Recuerdo bien que allí acudían a bañarse jóvenes en los que yo
no me reconocía, no eran del barrio, eran gente de otro mundo. Con el tiempo,
el chalé se deshabitó, el jardín fue abandonado y poco a poco todo fue
empalideciendo. En 1992 la Azucarera cerró definitivamente y, años después,
fruto de especulaciones y otras crisis, acabó siendo el denominado “banco malo”
el dueño de aquel espacio residencial dejado a su suerte y condenado a la
decadencia. El chalé, o su semi-ruina, fue finalmente ocupado y, a la postre,
derruido para evitar ese tipo de dolores de cabeza a los propietarios, que
habían conseguido antes que el ayuntamiento les aprobara la construcción en su lugar de un edificio de 18 plantas. Sin
embargo, en la actualidad, como era de prever, no sólo no creció allí tal
afrenta fálica, sino que lo que resta es un solar
triste, donde se acumulan desperdicios, que utilizan los pensionistas que
pasean por esas aceras inhóspitas para entrar a orinar cuando les aprieta la
vejiga. El ocaso.
Pues bien, si todo esto ha sido y es
así hoy en día, cómo esperar que alguien recuerde que allá por 1933, cuando la
Azucarera Santa Elvira se instaló en la ciudad de León, lo hizo gracias a la
herencia que recibió en forma de maquinaria (y cuentan que también su nombre)
de la que previamente había existido en la localidad de La Rasa, en la
provincia de Soria, y que en aquel entonces fue liquidada. Las
deslocalizaciones tienen estas cosas. Seguramente, en aquellos tiempos, a quien
le tocó llorar la pérdida fue, entre otros, a Marcelino Camacho, célula madre de
CCOO, que vivía con su familia en la casilla levantada a la orilla de la vía
del tren que unía Valladolid con Ariza, por desgracia hoy también clausurada.
Si ferrocarril y azucarera fueron a principios del siglo XX las fuentes de vida
para aquel pueblo soriano, igual sucedió en el barrio leonés donde vinieron a
unirse instalaciones azucareras y ferroviarias. Y algo del alma de Camacho
debió de llegar con todo ello, pues al cabo de los años ese barrio fue conocido
como barrio Lenin, toda una declaración de evidencias para una ciudad
provinciana en la segunda mitad de ese siglo.

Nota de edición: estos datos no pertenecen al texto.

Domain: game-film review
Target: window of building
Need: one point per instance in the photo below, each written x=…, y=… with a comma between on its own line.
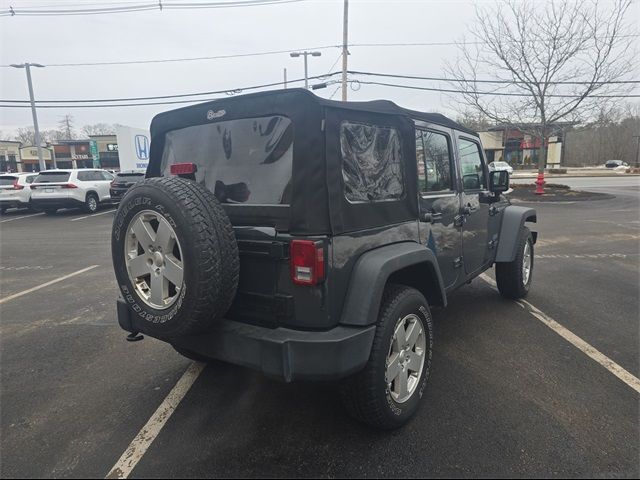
x=371, y=162
x=471, y=165
x=433, y=154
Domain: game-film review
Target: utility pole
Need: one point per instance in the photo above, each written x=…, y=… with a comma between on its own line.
x=345, y=51
x=305, y=54
x=27, y=67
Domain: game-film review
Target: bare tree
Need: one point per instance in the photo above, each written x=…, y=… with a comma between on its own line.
x=554, y=62
x=26, y=135
x=66, y=126
x=99, y=129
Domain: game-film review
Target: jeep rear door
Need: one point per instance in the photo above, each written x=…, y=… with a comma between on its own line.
x=439, y=200
x=475, y=205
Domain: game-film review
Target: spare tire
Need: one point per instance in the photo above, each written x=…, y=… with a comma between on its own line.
x=175, y=256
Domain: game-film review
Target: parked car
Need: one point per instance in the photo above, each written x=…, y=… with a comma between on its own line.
x=500, y=166
x=615, y=163
x=75, y=188
x=314, y=246
x=15, y=191
x=122, y=182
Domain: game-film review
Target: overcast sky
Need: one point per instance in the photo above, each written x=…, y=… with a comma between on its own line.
x=175, y=34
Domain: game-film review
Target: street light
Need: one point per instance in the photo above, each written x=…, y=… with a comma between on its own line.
x=27, y=67
x=305, y=54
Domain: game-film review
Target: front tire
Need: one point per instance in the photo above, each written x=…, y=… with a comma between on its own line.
x=387, y=393
x=91, y=203
x=514, y=278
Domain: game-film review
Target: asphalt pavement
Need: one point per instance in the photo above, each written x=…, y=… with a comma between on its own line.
x=508, y=396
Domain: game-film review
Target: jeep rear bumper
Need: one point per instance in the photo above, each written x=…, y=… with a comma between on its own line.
x=281, y=353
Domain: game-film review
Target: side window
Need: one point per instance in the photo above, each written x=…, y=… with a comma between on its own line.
x=372, y=167
x=434, y=162
x=471, y=165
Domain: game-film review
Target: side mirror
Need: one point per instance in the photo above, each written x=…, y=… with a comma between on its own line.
x=498, y=181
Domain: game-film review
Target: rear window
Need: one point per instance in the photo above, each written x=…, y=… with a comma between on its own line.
x=371, y=162
x=242, y=161
x=52, y=177
x=7, y=180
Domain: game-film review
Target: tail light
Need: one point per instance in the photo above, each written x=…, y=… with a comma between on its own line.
x=183, y=168
x=307, y=262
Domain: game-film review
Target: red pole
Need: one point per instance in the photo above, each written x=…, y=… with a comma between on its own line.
x=539, y=184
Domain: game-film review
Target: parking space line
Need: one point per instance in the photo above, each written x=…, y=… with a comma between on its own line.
x=19, y=218
x=576, y=341
x=92, y=215
x=145, y=437
x=56, y=280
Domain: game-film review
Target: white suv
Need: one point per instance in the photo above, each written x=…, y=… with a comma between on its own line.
x=14, y=190
x=85, y=188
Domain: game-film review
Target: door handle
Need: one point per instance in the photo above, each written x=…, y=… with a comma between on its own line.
x=468, y=209
x=431, y=217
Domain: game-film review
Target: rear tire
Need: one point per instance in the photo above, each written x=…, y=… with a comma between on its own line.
x=371, y=396
x=511, y=277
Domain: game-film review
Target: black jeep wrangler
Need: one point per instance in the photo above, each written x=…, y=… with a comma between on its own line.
x=308, y=239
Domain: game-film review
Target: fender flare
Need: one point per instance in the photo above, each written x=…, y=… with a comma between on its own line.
x=371, y=272
x=513, y=219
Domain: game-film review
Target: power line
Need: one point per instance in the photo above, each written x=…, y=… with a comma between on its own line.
x=497, y=81
x=188, y=59
x=500, y=94
x=98, y=103
x=231, y=91
x=140, y=7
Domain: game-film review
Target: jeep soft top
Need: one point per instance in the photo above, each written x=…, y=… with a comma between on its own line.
x=307, y=238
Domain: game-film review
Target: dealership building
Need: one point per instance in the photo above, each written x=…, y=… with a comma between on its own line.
x=519, y=149
x=62, y=154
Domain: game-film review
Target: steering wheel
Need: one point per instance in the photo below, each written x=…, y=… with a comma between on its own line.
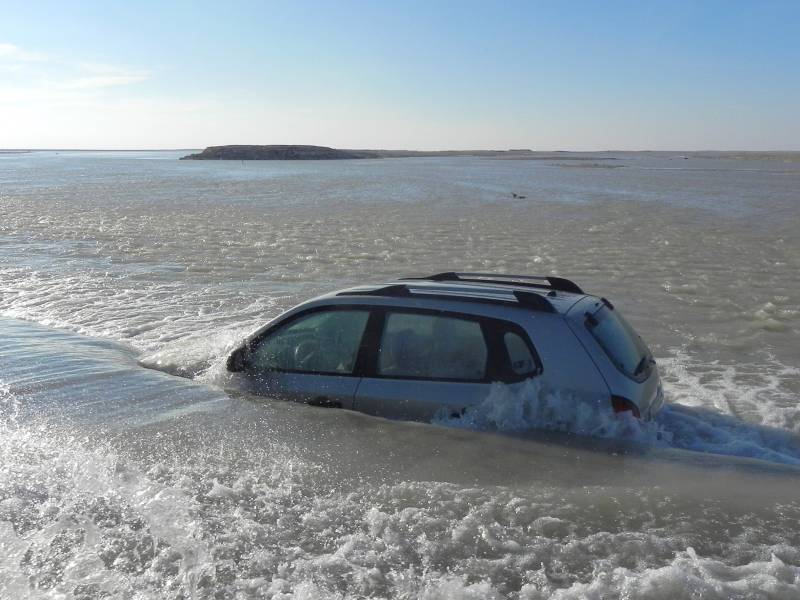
x=305, y=353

En fin, el caso es que se caen al
lado los emblemas de nuestra vida colectiva y se pasa página, nadie vela por lo
que fueron y significaron, se opta siempre por la demolición en sentido amplio.
Más aún si lo demolido no tiene que ver ni con reyes medievales ni con el poder
económico ni con el poder religioso que han gobernado y gobiernan todavía la
ciudad de León. A ellos se les dedican calles, plazas, monolitos y todo tipo de
señales. Pero si lo perdido tiene que ver con el mundo del trabajo, es decir,
con la generación de riqueza para todos, se opta directamente por el olvido. Se
dirá que no fue así con la industria de los antibióticos, ubicada un poco más
allá del escenario del que hablamos, porque aún se nombra como tal la fea
avenida que la bordea, pero no nos engañemos: aquello era aristocracia, también
laboral por supuesto, vinculada en su origen a la sacrosanta Facultad de
Veterinaria y a otros inversores de postín, y eso, claro, es otro nivel. Además,
está en el extrarradio y no ofende ni afrenta fervores inquebrantables.